More recently, Liechti et al published a sham-controlled, double-blind, multicenter trial, which included patients with refractory NLUTD at four Swiss referral centers.⁶ Patients underwent SNM test phase with lead placement into the sacral foramina S3 (rarely S4). A neurostimulator was implanted for permanent stimulation only in patients presenting with ≥50% improvement in key bladder diary variables (successful test phase). For 2 months, neuromodulation was optimized using subsensory stimulation with individually adjusted parameters. Thereafter, the neurostimulator remained on (SNM ON) or was switched off (SNM OFF; 1:1 random allocation to group SNM ON or SNM OFF) for 2 months, followed by a neurourological reevaluation. Of 124 patients undergoing SNM test phase, 65 (52%) were classified as therapy responders. Of these, 60 patients were randomly assigned to the intervention. After 2 months of intervention, the SNM ON group demonstrated a success rate of 76%. In the SNM OFF group, 42% of patients showed sustained SNM effects despite their neurostimulator being switched off during the last 2 months (odds ratio, 4.35; 95% confidence interval, 1.43 to 13.21; P = .009). This may be seen as the first well-designed randomized controlled trial demonstrating that SNM effectively corrected refractory NLUTD in the short term in well-selected neurourological patients. Subsensory stimulation allowed switching off the implantable neurostimulator in the control group without jeopardizing blinding. Additionally, this study did not detect notable carryover effects (>2 months), therefore supporting a need for continuous stimulation in neurourological patients. The heterogeneity of the neurological patient population, which precluded a disease-specific analysis, was the main limitation of this trial.

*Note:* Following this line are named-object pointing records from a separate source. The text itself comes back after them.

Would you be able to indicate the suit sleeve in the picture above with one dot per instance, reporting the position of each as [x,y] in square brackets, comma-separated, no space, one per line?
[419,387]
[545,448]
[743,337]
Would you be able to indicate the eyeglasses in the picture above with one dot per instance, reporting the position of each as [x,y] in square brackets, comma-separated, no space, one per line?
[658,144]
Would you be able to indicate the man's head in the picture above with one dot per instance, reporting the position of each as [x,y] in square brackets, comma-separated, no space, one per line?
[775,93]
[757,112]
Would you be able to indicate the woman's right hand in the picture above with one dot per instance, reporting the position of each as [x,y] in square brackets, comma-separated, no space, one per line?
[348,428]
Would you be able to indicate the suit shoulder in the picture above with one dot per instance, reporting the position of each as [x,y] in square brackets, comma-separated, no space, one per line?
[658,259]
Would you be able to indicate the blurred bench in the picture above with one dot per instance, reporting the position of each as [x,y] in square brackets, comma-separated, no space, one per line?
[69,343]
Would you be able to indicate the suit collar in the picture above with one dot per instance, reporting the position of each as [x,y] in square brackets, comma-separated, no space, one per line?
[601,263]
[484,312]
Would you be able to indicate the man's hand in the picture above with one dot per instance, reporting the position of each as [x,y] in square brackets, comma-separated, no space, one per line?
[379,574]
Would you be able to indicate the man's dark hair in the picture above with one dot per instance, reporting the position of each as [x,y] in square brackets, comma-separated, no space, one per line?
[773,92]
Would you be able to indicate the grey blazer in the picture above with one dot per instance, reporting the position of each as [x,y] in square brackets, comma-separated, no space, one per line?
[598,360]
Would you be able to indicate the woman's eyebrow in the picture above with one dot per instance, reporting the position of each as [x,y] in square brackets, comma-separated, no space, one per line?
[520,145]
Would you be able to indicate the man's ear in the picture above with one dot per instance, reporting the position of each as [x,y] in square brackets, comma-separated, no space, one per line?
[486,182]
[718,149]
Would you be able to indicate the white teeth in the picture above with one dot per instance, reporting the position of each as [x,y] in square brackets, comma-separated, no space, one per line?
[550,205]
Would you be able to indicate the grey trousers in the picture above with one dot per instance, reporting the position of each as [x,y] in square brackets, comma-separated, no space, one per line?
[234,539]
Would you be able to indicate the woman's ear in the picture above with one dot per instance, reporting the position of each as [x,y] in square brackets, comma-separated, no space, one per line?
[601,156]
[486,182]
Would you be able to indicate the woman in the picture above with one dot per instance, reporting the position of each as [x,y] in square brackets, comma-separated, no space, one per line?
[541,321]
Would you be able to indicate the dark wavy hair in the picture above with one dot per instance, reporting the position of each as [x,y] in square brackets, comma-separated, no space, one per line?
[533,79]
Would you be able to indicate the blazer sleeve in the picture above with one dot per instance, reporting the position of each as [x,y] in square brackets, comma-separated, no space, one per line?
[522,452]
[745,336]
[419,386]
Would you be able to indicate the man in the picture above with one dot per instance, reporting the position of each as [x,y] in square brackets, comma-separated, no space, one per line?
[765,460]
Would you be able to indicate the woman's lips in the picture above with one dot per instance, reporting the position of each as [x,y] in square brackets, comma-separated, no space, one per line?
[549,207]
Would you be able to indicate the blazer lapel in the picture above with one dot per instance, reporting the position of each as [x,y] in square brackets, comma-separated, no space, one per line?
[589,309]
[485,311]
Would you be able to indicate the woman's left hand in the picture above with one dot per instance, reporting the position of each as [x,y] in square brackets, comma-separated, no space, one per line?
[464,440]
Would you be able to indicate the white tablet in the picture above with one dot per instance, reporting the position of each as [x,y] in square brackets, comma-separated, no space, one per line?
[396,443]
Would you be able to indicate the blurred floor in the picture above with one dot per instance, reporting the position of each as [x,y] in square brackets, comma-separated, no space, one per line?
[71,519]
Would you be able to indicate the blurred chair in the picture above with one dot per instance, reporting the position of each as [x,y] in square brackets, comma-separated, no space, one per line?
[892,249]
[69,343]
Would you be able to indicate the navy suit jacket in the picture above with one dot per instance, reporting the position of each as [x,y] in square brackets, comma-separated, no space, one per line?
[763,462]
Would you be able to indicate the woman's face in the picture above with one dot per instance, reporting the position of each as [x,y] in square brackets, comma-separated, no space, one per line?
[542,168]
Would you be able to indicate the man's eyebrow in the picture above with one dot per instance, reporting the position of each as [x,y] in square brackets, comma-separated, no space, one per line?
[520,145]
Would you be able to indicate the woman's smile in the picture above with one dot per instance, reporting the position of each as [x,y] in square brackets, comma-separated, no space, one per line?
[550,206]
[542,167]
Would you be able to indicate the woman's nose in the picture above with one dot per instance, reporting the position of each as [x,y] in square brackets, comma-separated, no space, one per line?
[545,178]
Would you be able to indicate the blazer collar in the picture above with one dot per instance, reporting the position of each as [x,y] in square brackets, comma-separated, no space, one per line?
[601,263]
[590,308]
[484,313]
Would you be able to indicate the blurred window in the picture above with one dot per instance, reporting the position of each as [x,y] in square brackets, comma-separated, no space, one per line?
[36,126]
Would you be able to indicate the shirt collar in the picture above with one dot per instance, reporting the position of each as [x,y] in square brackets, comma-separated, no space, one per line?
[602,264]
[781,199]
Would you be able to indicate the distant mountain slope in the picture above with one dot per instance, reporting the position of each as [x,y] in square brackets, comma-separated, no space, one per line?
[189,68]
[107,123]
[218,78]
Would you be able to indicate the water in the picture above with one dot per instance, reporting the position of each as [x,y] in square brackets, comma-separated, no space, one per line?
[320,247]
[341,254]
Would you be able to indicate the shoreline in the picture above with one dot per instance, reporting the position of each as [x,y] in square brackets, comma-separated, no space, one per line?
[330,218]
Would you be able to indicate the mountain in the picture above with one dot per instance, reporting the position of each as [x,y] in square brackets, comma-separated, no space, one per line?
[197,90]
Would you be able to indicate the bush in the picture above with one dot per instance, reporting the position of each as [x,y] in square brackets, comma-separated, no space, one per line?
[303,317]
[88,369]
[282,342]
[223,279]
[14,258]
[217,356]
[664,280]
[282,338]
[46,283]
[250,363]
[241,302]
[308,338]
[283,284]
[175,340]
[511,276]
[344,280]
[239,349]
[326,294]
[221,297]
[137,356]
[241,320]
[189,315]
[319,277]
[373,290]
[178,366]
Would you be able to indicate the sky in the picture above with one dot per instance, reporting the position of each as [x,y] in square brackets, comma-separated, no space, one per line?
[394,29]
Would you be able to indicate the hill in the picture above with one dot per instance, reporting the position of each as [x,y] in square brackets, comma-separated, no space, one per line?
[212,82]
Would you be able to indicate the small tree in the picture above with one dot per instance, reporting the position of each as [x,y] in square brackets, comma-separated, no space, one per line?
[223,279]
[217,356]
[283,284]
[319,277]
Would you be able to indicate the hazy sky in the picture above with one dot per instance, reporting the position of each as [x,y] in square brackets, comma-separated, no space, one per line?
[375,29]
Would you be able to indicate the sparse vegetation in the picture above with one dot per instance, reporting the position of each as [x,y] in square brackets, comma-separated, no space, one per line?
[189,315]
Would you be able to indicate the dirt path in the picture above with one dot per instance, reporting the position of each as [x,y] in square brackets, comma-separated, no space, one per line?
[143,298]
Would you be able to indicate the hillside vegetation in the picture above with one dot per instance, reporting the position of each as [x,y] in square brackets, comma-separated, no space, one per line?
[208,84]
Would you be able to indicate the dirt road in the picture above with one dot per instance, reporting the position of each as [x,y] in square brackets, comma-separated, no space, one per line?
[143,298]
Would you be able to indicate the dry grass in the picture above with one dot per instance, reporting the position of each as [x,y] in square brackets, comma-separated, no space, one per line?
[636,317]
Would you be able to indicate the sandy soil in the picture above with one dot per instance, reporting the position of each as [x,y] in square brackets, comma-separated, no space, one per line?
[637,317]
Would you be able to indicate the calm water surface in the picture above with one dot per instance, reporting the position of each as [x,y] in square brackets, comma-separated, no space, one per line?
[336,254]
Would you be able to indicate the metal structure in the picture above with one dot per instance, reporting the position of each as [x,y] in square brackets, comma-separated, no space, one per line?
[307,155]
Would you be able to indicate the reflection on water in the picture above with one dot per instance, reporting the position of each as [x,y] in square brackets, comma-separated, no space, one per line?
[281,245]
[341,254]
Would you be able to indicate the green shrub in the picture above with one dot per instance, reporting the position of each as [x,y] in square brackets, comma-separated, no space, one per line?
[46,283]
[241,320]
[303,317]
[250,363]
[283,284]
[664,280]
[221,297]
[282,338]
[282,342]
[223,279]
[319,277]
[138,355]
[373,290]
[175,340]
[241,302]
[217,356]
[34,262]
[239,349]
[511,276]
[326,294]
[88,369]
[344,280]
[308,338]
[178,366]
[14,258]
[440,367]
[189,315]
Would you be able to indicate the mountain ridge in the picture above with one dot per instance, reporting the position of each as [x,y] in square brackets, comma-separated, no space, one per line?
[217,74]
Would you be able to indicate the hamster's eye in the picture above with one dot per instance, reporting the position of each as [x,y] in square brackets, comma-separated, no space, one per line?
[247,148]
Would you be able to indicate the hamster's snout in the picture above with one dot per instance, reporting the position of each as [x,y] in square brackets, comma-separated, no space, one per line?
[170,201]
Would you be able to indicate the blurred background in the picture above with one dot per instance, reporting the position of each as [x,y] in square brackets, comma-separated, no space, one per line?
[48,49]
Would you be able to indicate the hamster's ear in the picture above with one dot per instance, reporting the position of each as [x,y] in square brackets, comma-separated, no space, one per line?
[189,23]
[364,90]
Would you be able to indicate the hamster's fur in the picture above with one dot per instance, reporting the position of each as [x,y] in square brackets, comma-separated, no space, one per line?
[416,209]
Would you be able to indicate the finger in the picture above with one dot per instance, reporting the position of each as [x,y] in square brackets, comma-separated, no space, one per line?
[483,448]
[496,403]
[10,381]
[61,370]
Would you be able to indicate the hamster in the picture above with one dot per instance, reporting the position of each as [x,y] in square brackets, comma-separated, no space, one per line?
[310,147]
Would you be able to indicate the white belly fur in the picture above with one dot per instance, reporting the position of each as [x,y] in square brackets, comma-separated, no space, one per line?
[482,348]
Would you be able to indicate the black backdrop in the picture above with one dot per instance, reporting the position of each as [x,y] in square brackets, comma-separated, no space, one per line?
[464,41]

Although SNM is a promising treatment for neurourological patients, most studies on SNM for NLUTD are based on small sample sizes and heterogeneous populations, which are incompletely characterized in terms of severity of neurological impairment, lacking standardized definitions of success and follow-up.³ On the other hand, the need for serial imaging of the central nervous system in selected neurourological patients has represented a major barrier to the dissemination of SNM. The latest technological developments, such as rechargeable and full-body MRI-compatible devices, may help increase the level of evidence in the near future.